Recursos emergenciais do Edital Primeira Infância levaram bem-estar e autoestima ao povo negro na pandemia

O histórico de escravidão e de negação da relevância dos negros na construção da nossa sociedade, minam ao longo do tempo a sua identidade. Por isso, todas as iniciativas voltadas para o resgate da força e da autoestima da população negra são consideradas essenciais pelo Fundo Baobá de Equidade Racial. O edital Primeira Infância no Contexto da Covid-19, por exemplo, proposto em parceria com a Fundação Maria Cecilia Souto Vidigal, a Porticus América Latina e Imaginable Futures, caminhou nesse sentido.
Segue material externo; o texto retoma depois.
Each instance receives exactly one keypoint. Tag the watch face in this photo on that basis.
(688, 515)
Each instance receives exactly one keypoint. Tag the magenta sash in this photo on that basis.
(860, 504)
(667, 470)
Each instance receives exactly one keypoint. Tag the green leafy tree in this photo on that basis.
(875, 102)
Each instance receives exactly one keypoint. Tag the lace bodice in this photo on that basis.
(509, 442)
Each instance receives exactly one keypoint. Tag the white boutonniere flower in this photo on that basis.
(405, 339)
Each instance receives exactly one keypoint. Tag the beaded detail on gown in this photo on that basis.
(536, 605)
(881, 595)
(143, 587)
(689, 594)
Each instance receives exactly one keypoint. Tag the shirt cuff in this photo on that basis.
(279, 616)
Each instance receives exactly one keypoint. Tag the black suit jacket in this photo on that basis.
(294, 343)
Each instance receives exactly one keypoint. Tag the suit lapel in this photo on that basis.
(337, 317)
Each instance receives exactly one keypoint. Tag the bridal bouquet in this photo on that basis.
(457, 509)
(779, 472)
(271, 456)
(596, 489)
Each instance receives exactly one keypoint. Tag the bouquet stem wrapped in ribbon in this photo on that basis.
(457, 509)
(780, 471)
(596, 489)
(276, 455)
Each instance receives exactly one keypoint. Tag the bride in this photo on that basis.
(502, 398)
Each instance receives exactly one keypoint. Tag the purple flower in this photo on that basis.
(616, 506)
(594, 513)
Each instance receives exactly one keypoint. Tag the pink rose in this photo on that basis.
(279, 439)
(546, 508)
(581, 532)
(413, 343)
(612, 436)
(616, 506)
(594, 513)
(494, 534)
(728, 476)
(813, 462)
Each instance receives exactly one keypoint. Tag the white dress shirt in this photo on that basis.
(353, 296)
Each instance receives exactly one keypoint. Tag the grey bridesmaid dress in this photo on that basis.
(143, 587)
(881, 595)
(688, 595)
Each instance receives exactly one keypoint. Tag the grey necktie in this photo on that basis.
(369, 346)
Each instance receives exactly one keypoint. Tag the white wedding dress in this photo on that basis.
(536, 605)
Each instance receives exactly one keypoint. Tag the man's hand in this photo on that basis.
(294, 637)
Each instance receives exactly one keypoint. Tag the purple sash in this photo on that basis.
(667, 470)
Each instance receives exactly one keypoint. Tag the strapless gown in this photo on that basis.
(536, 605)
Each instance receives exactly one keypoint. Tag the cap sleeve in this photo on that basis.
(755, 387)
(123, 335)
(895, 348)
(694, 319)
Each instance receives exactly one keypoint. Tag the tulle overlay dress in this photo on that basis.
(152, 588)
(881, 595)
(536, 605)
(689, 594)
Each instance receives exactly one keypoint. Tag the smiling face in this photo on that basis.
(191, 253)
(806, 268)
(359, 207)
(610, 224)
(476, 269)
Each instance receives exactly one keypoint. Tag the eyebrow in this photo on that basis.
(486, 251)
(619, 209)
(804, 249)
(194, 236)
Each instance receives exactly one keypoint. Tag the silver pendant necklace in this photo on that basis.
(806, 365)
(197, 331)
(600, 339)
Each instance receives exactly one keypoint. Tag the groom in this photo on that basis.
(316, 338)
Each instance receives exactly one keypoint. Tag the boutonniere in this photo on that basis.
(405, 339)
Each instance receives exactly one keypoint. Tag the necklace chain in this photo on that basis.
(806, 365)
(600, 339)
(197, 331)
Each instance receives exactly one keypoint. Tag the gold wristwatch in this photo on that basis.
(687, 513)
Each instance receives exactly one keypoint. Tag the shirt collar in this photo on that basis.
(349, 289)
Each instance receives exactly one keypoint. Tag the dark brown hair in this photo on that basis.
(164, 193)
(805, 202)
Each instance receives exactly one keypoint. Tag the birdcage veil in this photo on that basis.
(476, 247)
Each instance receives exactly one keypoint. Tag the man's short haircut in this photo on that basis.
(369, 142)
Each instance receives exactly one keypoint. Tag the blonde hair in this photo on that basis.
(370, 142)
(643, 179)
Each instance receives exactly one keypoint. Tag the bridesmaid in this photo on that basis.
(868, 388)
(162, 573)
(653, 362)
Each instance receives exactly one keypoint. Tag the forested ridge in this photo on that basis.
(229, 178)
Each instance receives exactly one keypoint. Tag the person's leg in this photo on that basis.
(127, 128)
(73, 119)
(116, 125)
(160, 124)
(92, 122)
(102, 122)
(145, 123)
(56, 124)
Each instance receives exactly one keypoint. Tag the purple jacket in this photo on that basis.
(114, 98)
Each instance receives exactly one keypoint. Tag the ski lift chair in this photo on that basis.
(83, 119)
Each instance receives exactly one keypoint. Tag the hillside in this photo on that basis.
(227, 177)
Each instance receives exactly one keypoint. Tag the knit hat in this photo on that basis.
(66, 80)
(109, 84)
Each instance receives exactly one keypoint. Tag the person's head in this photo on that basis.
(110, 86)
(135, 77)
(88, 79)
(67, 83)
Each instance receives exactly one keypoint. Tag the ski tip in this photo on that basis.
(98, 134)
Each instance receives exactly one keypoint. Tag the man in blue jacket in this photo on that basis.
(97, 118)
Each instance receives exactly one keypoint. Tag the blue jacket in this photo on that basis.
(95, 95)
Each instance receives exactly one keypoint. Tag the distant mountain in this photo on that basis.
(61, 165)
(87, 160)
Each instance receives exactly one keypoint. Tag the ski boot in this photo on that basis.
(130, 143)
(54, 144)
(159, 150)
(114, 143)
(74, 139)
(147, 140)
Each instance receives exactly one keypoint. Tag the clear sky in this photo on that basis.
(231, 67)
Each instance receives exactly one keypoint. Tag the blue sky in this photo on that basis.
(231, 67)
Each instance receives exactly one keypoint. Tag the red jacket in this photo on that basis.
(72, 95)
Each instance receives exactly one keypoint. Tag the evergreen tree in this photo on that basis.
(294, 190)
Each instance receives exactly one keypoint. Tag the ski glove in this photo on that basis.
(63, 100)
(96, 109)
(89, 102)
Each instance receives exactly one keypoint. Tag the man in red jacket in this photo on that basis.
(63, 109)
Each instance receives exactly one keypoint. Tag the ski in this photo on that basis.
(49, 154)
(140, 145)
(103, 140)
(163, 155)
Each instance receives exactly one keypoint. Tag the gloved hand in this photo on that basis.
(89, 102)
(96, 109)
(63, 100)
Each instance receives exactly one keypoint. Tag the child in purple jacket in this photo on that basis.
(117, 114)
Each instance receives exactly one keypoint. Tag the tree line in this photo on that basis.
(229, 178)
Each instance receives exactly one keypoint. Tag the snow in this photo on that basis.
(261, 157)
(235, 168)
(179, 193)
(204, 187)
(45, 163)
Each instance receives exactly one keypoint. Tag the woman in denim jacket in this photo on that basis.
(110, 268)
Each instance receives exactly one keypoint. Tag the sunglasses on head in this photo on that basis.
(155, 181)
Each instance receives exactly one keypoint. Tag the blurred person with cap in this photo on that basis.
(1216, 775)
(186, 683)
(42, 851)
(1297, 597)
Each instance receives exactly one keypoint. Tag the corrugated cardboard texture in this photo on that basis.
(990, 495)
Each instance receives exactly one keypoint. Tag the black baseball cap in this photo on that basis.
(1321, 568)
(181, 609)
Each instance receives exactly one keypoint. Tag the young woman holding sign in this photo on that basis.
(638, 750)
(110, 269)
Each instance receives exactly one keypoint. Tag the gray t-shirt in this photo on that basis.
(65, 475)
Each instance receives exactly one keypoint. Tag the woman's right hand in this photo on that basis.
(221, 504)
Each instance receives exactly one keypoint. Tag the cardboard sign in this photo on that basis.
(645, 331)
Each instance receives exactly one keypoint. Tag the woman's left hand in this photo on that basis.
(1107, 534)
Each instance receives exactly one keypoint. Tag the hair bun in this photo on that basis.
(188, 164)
A prática de observar-se, notar-se e conhecer-se deve ser estimulada entre todas as gerações, e foi o ponto de partida para o projeto da pedagoga Ayodele Floriano Silva, de 37 anos, um dos selecionados pelo Baobá. Ciente do descumprimento da Lei 10.639/03, que determina o ensino da história e cultura afro-brasileira nas escolas públicas e privadas, ela quis levar esse conteúdo até a casa dos estudantes.

Projeto da Ayodele Floriano Silva – São Carlos (SP)

“Pela minha experiência com a formação de professoras de educação infantil percebo que muitas desconhecem livros com personagens negros, ou que tratam da história e da cultura africana e afro-brasileira. Então pensei: porque não levar esses livros para as crianças de 0 a 6 anos? Por que não circular esses livros, já que as escolas e bibliotecas fecharam por causa da pandemia? Por que não estimular as famílias a lerem para as crianças?”.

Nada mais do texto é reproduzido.